2) Multimodal asymmetry
Not every patient has an image. We designed the pipeline so optional modalities do not break inference or skew predictions.
3) Cross-stack reliability
Rust, Python, and React had to behave like one system under demo conditions. Contract drift and startup brittleness were real engineering risks.
4) Trust and accountability
In healthcare, "prediction only" is not enough. We had to build explainability, uncertainty flags, override flow, and audit logging as first-class features, not add-ons.
Accomplishments that we're proud of
We delivered a complete triage workflow, not a notebook model.
Frostbyte can:
- predict acuity in real time
- explain its reasoning per patient
- show confidence and uncertainty
- retrieve similar historical cases
- generate grounded next-step guidance
- preserve clinician authority through override + audit trail
- scale to batch triage in MCI mode
On evaluation, we achieved 90% overall accuracy with 1.00 precision and 1.00 recall on ESI 1 (zero missed resuscitation cases in evaluation).
What we learned
A healthcare model can be statistically impressive and clinically unsafe at the same time. We learned to optimize for harm-aware performance, not just aggregate metrics.

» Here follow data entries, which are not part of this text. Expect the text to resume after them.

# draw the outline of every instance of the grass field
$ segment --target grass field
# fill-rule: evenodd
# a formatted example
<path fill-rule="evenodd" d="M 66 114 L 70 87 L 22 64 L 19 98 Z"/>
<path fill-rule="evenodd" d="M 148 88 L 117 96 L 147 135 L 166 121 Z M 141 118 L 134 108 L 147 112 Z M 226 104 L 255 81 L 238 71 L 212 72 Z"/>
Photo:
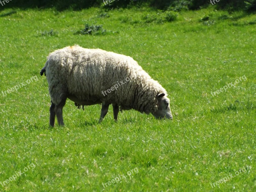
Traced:
<path fill-rule="evenodd" d="M 0 12 L 0 191 L 255 191 L 256 16 L 214 9 L 170 22 L 146 8 Z M 76 34 L 86 23 L 106 34 Z M 116 123 L 110 107 L 99 124 L 100 105 L 68 100 L 66 126 L 49 128 L 39 72 L 75 44 L 137 60 L 167 91 L 173 120 L 131 110 Z"/>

We also learned that explainability and override are not "nice-to-have" UX features. They are core product requirements for real clinical trust.
Finally, we learned that architecture matters: separating low-latency inference from heavy preprocessing let us keep both speed and flexibility without collapsing reliability.
What's next
Our next steps are focused on clinical realism and deployment readiness:
- expand real-patient coverage and modality depth
- run broader triage simulations and stress testing
- improve calibration and uncertainty behavior under edge cases
- deepen audit analytics and human-in-the-loop workflows
We are also continuing development of a research-forward successor to the current production fusion path: a cross-attention multimodal model, evaluated against the same safety-critical triage benchmarks.
The direction is unchanged: faster triage, clearer reasoning, stronger accountability, with clinicians always in control.
Note: I am calling it Frostbyte( I know I know its literally name of the hackathon. Trust me I am not trying to be too meta here) because calling it the complete name -- MultiModal AI Triage Assistant, every single time just doesn't make any sense.